Colorado Criminal Procedure Rule 43(e)
Colorado Criminal Procedure Rule 43(e) reads as follows.
(e) Presence of the Defendant by Interactive Audiovisual Device or Interactive Audio Device.
(1) As used in this Rule 43:
(I) “Interactive audiovisual device” means a television- or computer-based
audiovisual system capable of two-way transmission and of sufficient audio and
visual quality that persons using the system can view and converse with each other.
(II) “Interactive audio device” means a telephone- or computer-based audio system
capable of two-way transmission and of sufficient audio quality that persons using
the system can converse with each other.
(2) With the court’s approval, the defendant may be present within the meaning of this Rule 43 by
the use of an interactive audiovisual device or an interactive audio device for any proceeding that
does not involve a jury.
(3) The consent of the defendant shall be required prior to conducting any of the following types
of proceedings by the use of an interactive audiovisual device or an interactive audio device
pursuant to this subsection (e):
(I) Entry of guilty plea;
(II) Sentencing hearings;
(III) Probation and deferred sentence revocation hearings;
(IV) Preliminary hearings;
(V) Pre-trial motions hearings;
(VI) Hearings to modify bail;
(VII) Restitution hearings; and
(VIII) Crim. P. 35(b) and (c) hearings.
(4) The court shall advise the defendant of the following prior to any proceeding conducted
pursuant to subsection (e)(3) of this rule:
(I) The defendant has the right to appear in person;
(II) The defendant has the right to have his or her counsel appear with him or her
at the same physical location;
(III) The defendant’s decision to appear by use of an interactive audiovisual
device or an interactive audio device must be voluntary and must not be the result
of undue influence or coercion on the part of anyone; and
(IV) If the defendant is pro se, he or she has the right to request that the identity
and role of all individuals with whom he or she may have contact during the
proceeding be disclosed.(5) Every use of an interactive audiovisual device or an interactive audio device must comply with
the following minimum standards:
(I) If defense counsel appears, such appearance shall be at the same physical
location as the defendant if so requested by the defendant. If defense counsel does
not appear in the same location as the defendant, a separate confidential
communication line, such as a phone line, shall be provided to allow for private and
confidential communication between the defendant and counsel.

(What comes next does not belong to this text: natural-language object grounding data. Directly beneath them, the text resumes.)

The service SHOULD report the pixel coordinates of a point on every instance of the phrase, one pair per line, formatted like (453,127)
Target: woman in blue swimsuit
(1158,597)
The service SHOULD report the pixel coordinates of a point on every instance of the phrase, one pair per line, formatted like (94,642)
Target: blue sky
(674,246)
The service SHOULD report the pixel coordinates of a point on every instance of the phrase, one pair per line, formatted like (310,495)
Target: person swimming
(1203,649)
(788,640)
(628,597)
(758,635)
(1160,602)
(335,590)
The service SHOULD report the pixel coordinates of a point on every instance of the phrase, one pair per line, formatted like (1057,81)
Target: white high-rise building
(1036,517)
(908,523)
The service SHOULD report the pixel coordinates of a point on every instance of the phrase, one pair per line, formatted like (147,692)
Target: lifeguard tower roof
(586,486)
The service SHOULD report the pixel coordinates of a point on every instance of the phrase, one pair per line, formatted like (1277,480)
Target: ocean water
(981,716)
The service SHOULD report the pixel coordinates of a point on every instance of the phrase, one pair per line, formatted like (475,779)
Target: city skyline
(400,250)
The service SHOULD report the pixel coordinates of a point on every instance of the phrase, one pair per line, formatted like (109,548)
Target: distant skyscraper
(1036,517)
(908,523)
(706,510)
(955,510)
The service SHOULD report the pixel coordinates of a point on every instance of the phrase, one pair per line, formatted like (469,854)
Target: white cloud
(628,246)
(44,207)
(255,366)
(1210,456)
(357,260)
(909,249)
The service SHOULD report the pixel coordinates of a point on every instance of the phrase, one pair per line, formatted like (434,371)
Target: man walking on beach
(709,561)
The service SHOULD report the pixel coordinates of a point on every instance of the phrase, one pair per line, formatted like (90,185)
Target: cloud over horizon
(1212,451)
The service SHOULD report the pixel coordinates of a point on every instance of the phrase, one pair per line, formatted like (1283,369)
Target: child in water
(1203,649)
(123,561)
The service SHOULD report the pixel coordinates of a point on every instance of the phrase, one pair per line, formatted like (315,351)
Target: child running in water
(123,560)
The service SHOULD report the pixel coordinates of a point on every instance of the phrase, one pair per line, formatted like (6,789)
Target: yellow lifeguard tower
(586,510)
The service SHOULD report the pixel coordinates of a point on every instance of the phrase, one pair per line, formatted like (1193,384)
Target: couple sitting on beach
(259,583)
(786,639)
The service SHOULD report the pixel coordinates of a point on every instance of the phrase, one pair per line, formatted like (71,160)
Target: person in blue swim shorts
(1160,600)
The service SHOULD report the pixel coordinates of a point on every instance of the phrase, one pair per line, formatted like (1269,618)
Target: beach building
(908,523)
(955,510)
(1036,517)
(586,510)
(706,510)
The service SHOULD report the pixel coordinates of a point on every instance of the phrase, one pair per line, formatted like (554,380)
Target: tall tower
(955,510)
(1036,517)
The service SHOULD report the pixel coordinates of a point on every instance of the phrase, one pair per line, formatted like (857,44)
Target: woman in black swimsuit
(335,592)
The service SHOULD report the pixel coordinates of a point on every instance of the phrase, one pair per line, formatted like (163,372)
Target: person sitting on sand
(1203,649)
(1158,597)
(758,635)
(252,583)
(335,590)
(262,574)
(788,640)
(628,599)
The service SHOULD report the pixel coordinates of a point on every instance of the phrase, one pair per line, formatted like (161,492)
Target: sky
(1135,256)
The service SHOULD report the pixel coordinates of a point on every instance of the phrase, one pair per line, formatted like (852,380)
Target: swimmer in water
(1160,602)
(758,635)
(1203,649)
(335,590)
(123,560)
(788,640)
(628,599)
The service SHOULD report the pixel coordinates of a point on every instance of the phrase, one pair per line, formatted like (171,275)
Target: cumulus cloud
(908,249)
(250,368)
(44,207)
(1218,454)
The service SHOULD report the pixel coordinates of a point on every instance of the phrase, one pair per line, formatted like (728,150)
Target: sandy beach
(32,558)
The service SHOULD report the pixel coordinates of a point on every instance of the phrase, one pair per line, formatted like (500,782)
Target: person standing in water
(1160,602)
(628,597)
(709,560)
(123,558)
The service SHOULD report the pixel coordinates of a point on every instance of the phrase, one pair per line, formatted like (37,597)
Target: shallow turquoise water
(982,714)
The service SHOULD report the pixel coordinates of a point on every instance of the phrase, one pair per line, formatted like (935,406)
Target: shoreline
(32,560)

(II) Installation of an interactive audiovisual device or an interactive audio device
in the courtroom shall be done in such a manner that members of the public are
reasonably able to observe or listen to, and (where appropriate) participate in, the
(III) Unless the court determines otherwise, parties must have the ability to
electronically transfer exhibits to the court, a witness, and each other during any
proceeding conducted by an interactive audiovisual device or an interactive audio
device pursuant to this subsection (e). Any exhibits electronically transferred to the
court shall be treated as if they had been submitted in person.